Well ladies and gentlemen, I have done it. I have turned my Stadard Dock that I purchased used from ebay for $15 into an HD Dock for the Droid Bionic.

Materials:
Standard Dock (ebay item #330655994528) http://www.ebay.com/itm/330655994528?ssPageName=STRK:MEWNX:IT&_trksid=p3984.m1497.l2649
Micro HDMI cord with 90° end (ebay item #130563994876) from China (took 10 total days to receive in Ohio)http://www.ebay.com/itm/130563994876?ssPageName=STRK:MEWNX:IT&_trksid=p3984.m1497.l2649
Hot Glue
Dremmel and exacto knives

Please refer to my post of the teardown of the Standard Dock (http://rootzwiki.com...-dock-teardown/)

Now, I did end up hot glueing the microUSB in place and removed the metal clip inside. The clip wasn't as stable without securing the other end.

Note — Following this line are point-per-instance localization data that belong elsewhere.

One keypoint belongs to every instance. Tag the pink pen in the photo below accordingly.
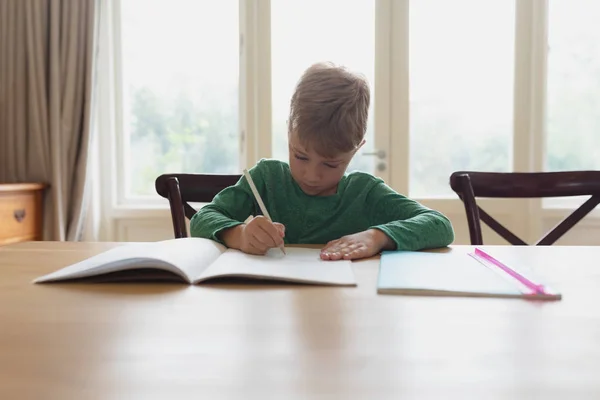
(535, 287)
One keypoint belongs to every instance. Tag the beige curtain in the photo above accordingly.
(47, 49)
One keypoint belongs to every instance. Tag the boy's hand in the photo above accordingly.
(259, 235)
(359, 245)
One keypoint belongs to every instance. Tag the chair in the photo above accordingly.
(469, 184)
(180, 189)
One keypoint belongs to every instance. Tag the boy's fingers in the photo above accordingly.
(262, 239)
(280, 228)
(272, 232)
(256, 250)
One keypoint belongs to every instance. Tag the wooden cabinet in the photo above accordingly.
(21, 207)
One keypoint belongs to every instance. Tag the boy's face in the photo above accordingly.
(316, 175)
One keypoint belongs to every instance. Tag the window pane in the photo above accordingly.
(461, 90)
(307, 31)
(180, 89)
(573, 94)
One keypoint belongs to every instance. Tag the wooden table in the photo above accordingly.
(169, 341)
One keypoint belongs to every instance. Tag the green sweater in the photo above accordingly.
(362, 201)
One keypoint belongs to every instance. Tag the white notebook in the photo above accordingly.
(448, 273)
(195, 260)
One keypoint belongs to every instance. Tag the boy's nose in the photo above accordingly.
(311, 176)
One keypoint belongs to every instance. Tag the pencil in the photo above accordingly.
(260, 202)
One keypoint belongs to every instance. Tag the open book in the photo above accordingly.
(450, 273)
(194, 260)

This is basically the Motorola travel adapter as a dock, as it doesn't have USB ports, but I just use a bluetooth mouse and keyboard. It works great. I could have done a little better hack job, but I only has a set of exacto knives. I highly recomend using a dremmel tool.

Here's the pics:


----------



## cbalde04 (Oct 12, 2011)

Reserved


----------



## orbface9 (Oct 11, 2011)

You're the rockinest person ever.

Way better than Ice Cream Sandwich.

You should work for motorola!


----------



## Stelv (Dec 12, 2011)

Good work!

Sent from my DROID BIONIC using Tapatalk


----------



## cbalde04 (Oct 12, 2011)

Thanks Guys. It's pretty sweet. I'm on it now. I love it.


----------